Quite literally: I posted before bed, then edited my post to say we are sorry
about the PDF when I realized a new feature added last week seem to have
killed the automatic PDF making. Oops moment, but I felt bad about deleting
the post. And I was afraid I would see no response when I wake up.

Then had nightmare about broken features, and now I wake up and we are on the
first page!! So it's a true nightmare :-)

Much honored to be talking with the CoinGecko founder, and that you like what
we did!

On the FAQ, we tried to explain in more details why we did things differently.
We want to focus on other things that seem neglected by other sites.
Cryptomarketplot was made because there was nothing much like what we wanted.

For example, the website should to work when used with anything, and it should
be very fast even if you do not have a fast internet connection. And we want
to see the graphs, and the numbers, with minimal clutter.
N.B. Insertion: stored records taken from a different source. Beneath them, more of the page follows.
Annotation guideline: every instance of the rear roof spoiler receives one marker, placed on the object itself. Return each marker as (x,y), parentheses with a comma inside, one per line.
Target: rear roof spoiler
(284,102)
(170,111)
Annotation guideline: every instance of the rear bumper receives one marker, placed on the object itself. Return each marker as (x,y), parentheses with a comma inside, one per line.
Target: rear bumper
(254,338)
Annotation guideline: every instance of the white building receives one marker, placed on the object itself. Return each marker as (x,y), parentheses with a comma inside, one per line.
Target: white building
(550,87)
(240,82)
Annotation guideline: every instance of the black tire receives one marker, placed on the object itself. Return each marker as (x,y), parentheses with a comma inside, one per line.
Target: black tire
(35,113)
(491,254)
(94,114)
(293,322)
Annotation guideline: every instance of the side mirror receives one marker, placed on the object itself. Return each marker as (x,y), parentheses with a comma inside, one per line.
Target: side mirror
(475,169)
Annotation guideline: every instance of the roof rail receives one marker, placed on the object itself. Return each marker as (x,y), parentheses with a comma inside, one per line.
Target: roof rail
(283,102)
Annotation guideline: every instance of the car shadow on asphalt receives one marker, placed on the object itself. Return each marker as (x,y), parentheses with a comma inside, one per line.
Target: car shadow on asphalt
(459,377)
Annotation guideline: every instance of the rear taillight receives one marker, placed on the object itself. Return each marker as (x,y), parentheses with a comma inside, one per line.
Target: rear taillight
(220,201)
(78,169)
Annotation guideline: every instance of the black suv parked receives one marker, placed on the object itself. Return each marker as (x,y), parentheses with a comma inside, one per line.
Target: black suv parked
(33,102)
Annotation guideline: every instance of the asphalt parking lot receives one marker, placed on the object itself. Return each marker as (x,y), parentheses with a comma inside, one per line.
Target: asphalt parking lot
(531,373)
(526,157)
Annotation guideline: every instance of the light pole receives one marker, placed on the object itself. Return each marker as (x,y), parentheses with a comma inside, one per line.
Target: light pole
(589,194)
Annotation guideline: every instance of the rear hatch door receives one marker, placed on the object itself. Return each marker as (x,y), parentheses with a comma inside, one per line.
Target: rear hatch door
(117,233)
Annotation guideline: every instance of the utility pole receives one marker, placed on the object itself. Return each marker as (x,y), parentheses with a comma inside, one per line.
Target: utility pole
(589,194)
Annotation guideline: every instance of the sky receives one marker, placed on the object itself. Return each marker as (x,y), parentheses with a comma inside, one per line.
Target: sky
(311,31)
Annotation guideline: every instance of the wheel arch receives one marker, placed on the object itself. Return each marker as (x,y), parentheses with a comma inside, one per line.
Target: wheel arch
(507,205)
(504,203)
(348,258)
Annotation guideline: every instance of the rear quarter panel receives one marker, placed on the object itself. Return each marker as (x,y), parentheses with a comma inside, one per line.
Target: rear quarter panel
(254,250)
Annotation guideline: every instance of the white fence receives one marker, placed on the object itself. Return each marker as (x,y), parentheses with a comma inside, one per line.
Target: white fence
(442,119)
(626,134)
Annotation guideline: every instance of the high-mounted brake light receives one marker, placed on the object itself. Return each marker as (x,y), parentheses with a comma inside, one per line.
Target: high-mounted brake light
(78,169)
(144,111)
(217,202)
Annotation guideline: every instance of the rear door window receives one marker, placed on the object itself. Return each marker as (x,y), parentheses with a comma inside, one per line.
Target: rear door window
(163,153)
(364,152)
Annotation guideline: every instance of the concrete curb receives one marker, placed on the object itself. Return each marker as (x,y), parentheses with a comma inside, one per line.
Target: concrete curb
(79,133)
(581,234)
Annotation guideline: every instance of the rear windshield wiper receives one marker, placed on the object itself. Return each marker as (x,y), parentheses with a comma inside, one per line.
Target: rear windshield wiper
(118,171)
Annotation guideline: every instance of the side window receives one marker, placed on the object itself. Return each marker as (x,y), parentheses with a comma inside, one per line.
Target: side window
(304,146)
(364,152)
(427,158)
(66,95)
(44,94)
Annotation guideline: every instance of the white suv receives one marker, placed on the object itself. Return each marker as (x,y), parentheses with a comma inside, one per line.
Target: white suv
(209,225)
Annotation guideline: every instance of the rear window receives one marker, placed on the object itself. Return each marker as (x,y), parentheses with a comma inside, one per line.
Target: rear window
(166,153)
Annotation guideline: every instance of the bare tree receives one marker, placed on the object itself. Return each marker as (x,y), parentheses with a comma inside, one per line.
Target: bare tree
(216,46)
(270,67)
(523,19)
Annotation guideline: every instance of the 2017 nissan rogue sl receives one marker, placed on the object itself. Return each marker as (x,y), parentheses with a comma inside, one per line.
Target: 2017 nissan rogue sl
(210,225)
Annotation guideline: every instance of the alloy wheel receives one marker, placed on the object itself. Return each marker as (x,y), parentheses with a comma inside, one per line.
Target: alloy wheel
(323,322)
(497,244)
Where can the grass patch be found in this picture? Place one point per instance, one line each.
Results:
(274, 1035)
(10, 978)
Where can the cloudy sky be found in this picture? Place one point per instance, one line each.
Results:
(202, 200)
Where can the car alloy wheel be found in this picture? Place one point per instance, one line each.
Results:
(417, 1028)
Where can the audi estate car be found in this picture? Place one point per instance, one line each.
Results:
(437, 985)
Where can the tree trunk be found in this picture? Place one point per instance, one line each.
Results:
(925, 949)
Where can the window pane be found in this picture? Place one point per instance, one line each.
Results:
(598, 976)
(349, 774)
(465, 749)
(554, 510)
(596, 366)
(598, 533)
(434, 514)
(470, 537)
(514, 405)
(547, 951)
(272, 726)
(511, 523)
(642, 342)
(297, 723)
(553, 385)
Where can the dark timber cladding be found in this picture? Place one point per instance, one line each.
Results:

So we made the
product that we wanted.

Some of the wants are technical: try to open the website with links in a Linux
terminal, it still works. Try to read it on 3G, it is still fast. 1996 is very
proud!

Some wants are harder to explain: we do not want people to get scammed. We do
not like marketcap because it's an easy way to fool people. But it can turned
into a tool to warn people that a coin which jumped from spot #1000 to say #19
in about 3 days may be suspicious!

Many of our wants are philosophical like that. We want to find clients to be
profitable, but also we do not want ads or tracking visitors, now or ever. We
do not want to restrict freedom of anyone, so no API key, no license. You buy
the data, it's yours.

And we accept donations to people who share that spirit.